We would go deep down into an iron mine. It would involve a lot of rope work. So I set my alarm at a not-very-Sundayish time, and biked with full bags to Dave. When I got there, only Dave and the cats stirred in that household. Dave must have had a wave of psychic powers, for he offered me a mug of coffee before we would set off. When we were on the way we got a warning message from Lionel: icy roads! We soon noticed that ourselves too. So we teamed up with him and Richard, some 2 miles from the mine, and pondered about how to get there. All together in Dave’s car we tried the road, and it was an ice track. We then tried the most unlikely routes, until we got another message, this time from Mike. After the slippery start the road was fine; he’d tried it! So with a half hour delay we reached the designated parking place.

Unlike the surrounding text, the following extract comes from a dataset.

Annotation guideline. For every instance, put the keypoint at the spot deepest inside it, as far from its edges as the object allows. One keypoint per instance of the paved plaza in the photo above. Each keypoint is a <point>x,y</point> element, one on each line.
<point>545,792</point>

We heaved all bolting kit and 130m of rope onto our shoulders and walked to the adit. About 100 m in we got kitted up (it took two people to squeeze Dave into his harness), whereupon Dave started rigging. He started on more or less solid rock, and moved onto a wooden floor, which contained the trapdoor through which we would go down. He was rigging when we suddenly heard a shout and a massive thundering sound. It made my heart jump! I knew Dave was tied to a rope, but it still didn’t sound good. It turned out he was fine; he had just gone through the floor with one foot. And all sorts of material had gone down into the depths. He carefully went down the hole anyway, but every time he touched the sides more rock came loose and thundered down. Lionel had a look too, and he didn’t really like what he saw, or what he heard crash into a lower level with a mighty thud. We decided this was perhaps a bit too tricky, even for our standards. As a matter of fact, the whole mine was decidedly dodgy, with collapses everywhere. So we just packed up our kit and got out again! I felt very sensible.

Splendid staining on the walls!

We now had lots of time, so we decided to go to a nearby pub and have lunch together. Who would have thought! A Sunday afternoon, and the cavers are sitting in comfy chairs in a warm pub having a meal. A Sunday with surprises, this!

Evidently an iron mine! Most things turn purple in there. And don't worry, the rope was fixed to bolts; this was just some extra security.

A lot of this adit had already collapsed

From here you can see all the false floors above our heads. These timbers weren't what they had been in better days. See in the distance some coloured figures: Richard and Mike keeping an eye on Dave and Lionel

Dave on the wooden floor. Behind him is the hole we had thought to disappear into.

And then we were standing outside in the bright sunlight!